GUALDO TADINO
Il futuro del rifugio di Monte Maggio resta al centro dell’attenzione della comunanza agraria Appennino gualdese, che ha aggiornato la cittadinanza sullo stato attuale della struttura e sulle prospettive di rilancio.
Dopo il ritorno nella piena disponibilità dell’Ente, sancito da una sentenza del luglio 2025 del commissario agli usi civici, il rifugio si trova infatti in una fase di transizione, ancora privo di una gestione ufficiale. Nei mesi successivi al rientro, la comunanza ha avviato una procedura pubblica per individuare un nuovo soggetto gestore. Tuttavia, le manifestazioni di interesse pervenute non hanno soddisfatto i requisiti richiesti dall’avviso, rendendo impossibile procedere con l’affidamento. Una situazione che impone ora una revisione delle condizioni proposte e un ulteriore approfondimento delle modalità di gestione, con l’obiettivo di attrarre candidature più solide e coerenti.

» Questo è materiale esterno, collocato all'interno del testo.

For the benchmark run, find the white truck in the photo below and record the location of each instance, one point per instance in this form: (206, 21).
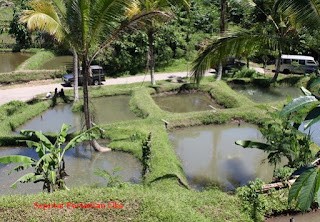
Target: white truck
(298, 64)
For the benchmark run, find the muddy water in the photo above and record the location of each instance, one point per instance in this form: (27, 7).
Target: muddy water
(267, 95)
(106, 110)
(308, 217)
(112, 109)
(81, 163)
(52, 119)
(314, 131)
(9, 61)
(59, 62)
(209, 155)
(181, 103)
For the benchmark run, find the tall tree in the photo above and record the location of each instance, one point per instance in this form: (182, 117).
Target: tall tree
(277, 31)
(163, 6)
(90, 26)
(223, 9)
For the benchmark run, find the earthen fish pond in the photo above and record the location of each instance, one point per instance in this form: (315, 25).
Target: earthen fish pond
(185, 102)
(106, 110)
(81, 163)
(209, 155)
(266, 95)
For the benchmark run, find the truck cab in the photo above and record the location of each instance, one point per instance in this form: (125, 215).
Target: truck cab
(96, 73)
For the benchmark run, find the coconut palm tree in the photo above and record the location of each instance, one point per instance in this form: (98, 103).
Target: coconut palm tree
(90, 26)
(223, 9)
(281, 32)
(145, 6)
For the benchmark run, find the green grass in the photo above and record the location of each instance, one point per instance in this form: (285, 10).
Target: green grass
(36, 61)
(163, 196)
(162, 202)
(16, 113)
(6, 13)
(6, 39)
(23, 77)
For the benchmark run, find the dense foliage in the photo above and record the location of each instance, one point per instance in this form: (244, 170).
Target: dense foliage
(176, 39)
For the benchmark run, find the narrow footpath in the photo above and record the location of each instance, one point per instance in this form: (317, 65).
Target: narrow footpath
(26, 93)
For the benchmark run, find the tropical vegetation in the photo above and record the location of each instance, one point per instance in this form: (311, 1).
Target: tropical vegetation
(127, 37)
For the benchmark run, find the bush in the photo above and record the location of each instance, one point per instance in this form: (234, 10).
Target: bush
(252, 201)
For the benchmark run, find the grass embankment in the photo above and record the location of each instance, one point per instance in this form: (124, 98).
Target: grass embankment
(161, 202)
(14, 114)
(24, 77)
(36, 61)
(163, 195)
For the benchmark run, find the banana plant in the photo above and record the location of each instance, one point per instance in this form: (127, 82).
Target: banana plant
(50, 167)
(306, 188)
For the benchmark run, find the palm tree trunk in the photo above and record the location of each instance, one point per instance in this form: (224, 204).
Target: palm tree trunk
(75, 75)
(219, 76)
(223, 5)
(277, 68)
(86, 73)
(151, 55)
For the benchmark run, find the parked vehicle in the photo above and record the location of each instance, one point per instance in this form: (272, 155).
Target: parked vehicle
(298, 64)
(97, 76)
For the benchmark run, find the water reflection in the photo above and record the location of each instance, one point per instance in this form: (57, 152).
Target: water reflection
(52, 119)
(209, 155)
(81, 163)
(9, 61)
(59, 62)
(106, 110)
(181, 103)
(266, 95)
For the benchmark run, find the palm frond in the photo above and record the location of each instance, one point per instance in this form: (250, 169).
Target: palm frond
(43, 17)
(220, 50)
(306, 12)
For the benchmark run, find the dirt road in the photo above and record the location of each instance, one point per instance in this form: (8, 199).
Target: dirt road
(25, 92)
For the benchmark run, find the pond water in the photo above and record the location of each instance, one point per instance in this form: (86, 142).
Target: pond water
(209, 155)
(181, 103)
(81, 163)
(314, 131)
(308, 217)
(59, 62)
(266, 95)
(106, 110)
(9, 61)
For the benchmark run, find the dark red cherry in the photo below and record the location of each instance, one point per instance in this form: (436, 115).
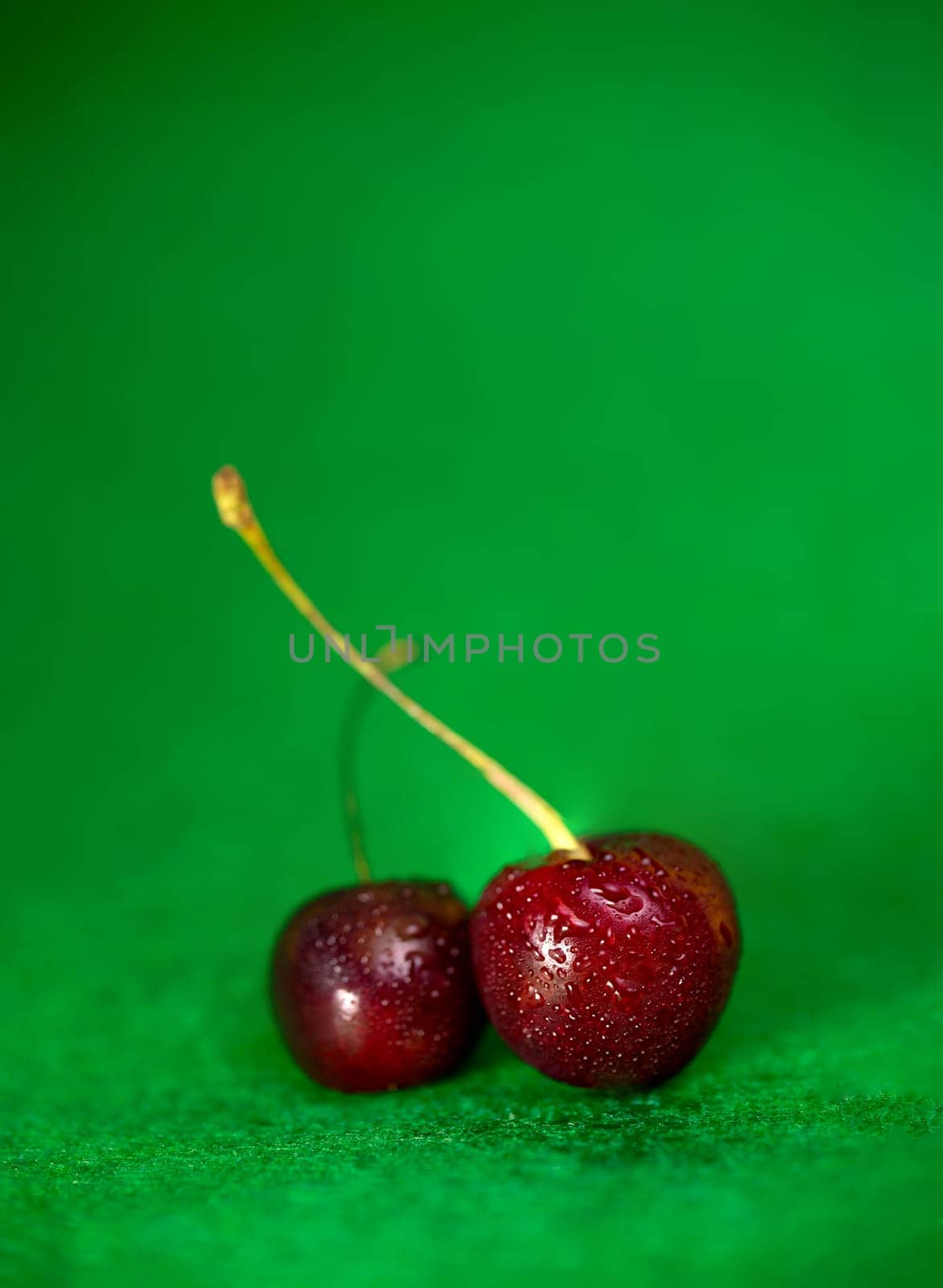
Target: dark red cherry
(611, 972)
(373, 985)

A pesare sul futuro del rifugio non è soltanto l’assenza di un gestore, ma anche la necessità di interventi strutturali rilevanti. Tra le priorità individuate figurano il rifacimento della copertura e il risanamento di alcune criticità edilizie. La comunanza agraria è attualmente impegnata nella ricerca delle risorse economiche indispensabili per avviare i lavori, ponendo al primo posto la sicurezza e la piena funzionalità dell’edificio.

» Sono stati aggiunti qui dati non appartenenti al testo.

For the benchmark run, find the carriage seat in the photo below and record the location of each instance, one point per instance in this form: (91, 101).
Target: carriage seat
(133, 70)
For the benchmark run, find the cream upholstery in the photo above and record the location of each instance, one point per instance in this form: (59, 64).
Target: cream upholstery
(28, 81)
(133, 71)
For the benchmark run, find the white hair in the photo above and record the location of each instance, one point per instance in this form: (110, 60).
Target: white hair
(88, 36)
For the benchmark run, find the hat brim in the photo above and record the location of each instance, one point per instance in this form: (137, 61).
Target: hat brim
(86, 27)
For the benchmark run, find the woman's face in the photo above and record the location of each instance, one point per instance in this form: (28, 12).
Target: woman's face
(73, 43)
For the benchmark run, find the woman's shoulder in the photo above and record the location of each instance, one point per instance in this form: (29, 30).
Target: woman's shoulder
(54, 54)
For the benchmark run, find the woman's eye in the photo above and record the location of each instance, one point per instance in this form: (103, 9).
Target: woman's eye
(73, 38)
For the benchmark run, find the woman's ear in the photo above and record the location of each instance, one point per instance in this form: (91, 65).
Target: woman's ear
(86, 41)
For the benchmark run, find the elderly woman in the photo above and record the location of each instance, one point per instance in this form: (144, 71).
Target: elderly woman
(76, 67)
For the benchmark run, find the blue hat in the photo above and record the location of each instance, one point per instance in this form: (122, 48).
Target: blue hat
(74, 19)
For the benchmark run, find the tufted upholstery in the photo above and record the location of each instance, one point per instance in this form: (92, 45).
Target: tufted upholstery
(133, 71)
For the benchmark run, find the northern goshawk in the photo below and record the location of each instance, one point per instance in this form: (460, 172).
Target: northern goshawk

Nel frattempo, per garantire una fruizione almeno parziale della struttura, è stato attivato un partenariato con la sezione gualdese del Club alpino italiano, che ha gestito fino alla sentenza la struttura. L’accordo consente l’uso del rifugio come punto di appoggio logistico per escursionisti, in linea con la vocazione naturalistica e montana dell’area.
Nonostante le difficoltà, la comunanza agraria ribadisce il proprio impegno nel percorso di recupero e valorizzazione del rifugio di Monte Maggio. L’obiettivo dichiarato resta quello di restituire alla comunità un presidio sicuro, accogliente e pienamente operativo, capace di rappresentare un punto di riferimento per il turismo escursionistico e per la valorizzazione del territorio.